[LINK] 'Linking' Associated Press
Tom Koltai
tomk at unwired.com.au
Mon Apr 13 05:34:18 AEST 2009
> -----Original Message-----
> From: link-bounces at mailman1.anu.edu.au
> [mailto:link-bounces at mailman1.anu.edu.au] On Behalf Of
> stephen at melbpc.org.au
> Sent: Sunday, 12 April 2009 9:39 PM
> To: link at anu.edu.au
> Subject: [LINK] 'Linking' Associated Press
>
>
> The AP's Desperate Attempt To Outlaw Search Engine Links
>
> By Rich Ord - Fri, 04/10/2009 - 18:59
> http://www.webpronews.com/topnews/2009/04/06/the-aps-desperate
> -attempt-to-
> outlaw-linking
>
>
> An Associated Press (AP) win could kill "fair use" and change the
> Internet as we know it.
>
> The AP is launching an all out assault on any use of its
> content that is
> not licensed (purchased) for use by Internet publishers and search
> engines..
>
I have a very simple answer for google or any other Search Engine so
charged with illegal "harvesting".
For years, the media and search engines have enjoyed a symbiotic
relationship that allows subscribers and potential subscribers to media
content to carry out in depth searches based on relevancy.

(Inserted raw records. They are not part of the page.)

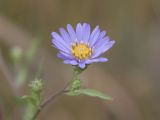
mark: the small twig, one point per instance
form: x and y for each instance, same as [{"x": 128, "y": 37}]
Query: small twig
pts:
[
  {"x": 7, "y": 74},
  {"x": 49, "y": 99}
]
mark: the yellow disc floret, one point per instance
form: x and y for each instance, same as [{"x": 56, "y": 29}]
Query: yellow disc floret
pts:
[{"x": 81, "y": 51}]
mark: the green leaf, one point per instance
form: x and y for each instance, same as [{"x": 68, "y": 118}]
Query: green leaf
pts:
[{"x": 94, "y": 93}]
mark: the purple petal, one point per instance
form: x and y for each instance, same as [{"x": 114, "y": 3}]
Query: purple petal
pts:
[
  {"x": 61, "y": 46},
  {"x": 82, "y": 65},
  {"x": 86, "y": 32},
  {"x": 79, "y": 32},
  {"x": 96, "y": 60},
  {"x": 71, "y": 32},
  {"x": 101, "y": 35},
  {"x": 64, "y": 56}
]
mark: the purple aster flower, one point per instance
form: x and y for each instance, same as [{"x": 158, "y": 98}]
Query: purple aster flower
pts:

Google and other search engines have spent millions of dollars in
research improving the relevancy ratings and as a result have assisted
in building the user numbers of individuals, who might have visibility
of AP press releases which benefit each of the AP's individual customers
through advetsing click throughs and presumably paid subscriptions.
If the AP press requires their customers to restrict access to any AP
content, then each of those customers needs to implement no-robots.txt
which would prevent the search engines from trolling and indexing the
content in question.
However the subsequent loss of income to the AP's media cuestomers, may
in fact backfire on the volume of content that AP's current customers
choose to purchase from a content provider that does not permit fair use
to licensed content purchasers.
An interesting ambit attempt, no doubt driven by News Limiteds desire to
charge specifically for each and every access of all of their online
content.
Isnt Copyright/copyrite becoming a quagmire?
All I can say is that this nothing compared to next regime under ACTA.